Republican senators Rand Paul and Ted Cruz have joined Democrat senator Kirsten Gillibrand in a bipartisan effort to reduce sexual assaults within the military by removing cases from the chain of command, NBC News reports. This gives Gillibrand an added boost in lobbying for a vote on her proposal despite opposition from the Pentagon.
Gilliband has been pushing the legislation for months, in hopes of changing the current system used by the military to prosecute sexual assault cases.
"This is not a Democratic idea.

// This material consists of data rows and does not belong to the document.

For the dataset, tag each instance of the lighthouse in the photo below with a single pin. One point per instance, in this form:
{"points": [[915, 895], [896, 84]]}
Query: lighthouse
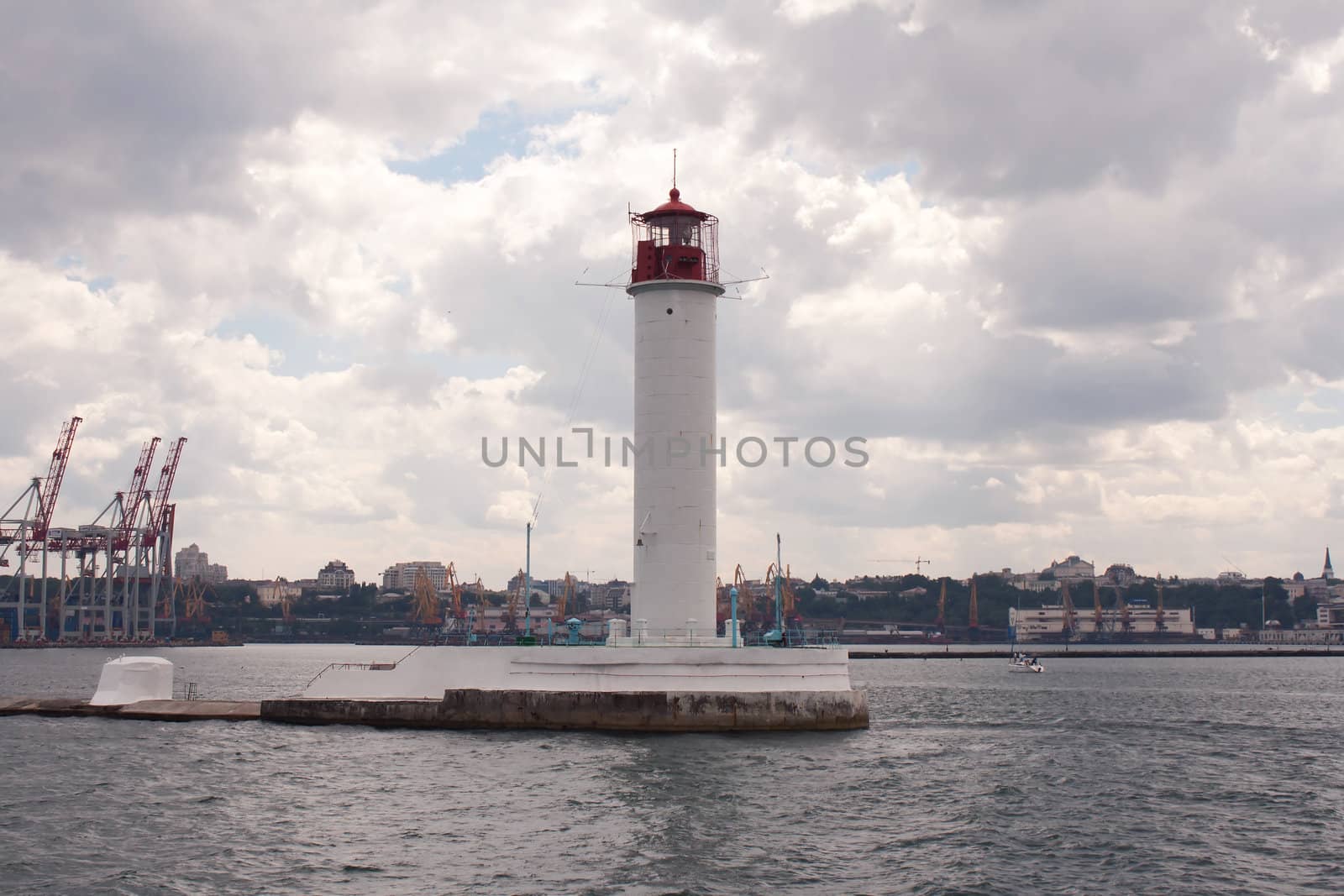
{"points": [[675, 450], [669, 671]]}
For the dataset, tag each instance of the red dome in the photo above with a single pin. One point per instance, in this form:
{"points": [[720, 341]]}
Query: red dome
{"points": [[675, 206]]}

It is not a Republican idea," Gillibrand said. "It is a good idea that meets the needs of the victims, creates transparency and accountability and creates the needed objectivity that this issue deserves."
The New York senatorhas long said that victims in these cases have feared retaliation for reporting sexual assault cases to supervisors in their chain of command. The military brass, however, have argued that changing the accountability of supervisors would undermine the trust, which is crucial to the armed forces, NBC News reported.
"I was persuaded by Senator Gillibrand's exceptionally passionate and able advocacy," Senator Cruz said. He joined other Republican senators Chuck Grassley, Susan Collins, Lisa Murkowski and Mike Johanns in Senator Gillibrand's effort.
"The Invisible War," a 2012 documentary directed by Kirby Dick, revealed how the institutions themselves "perpetuate the crime as well as its profound personal and social consequences."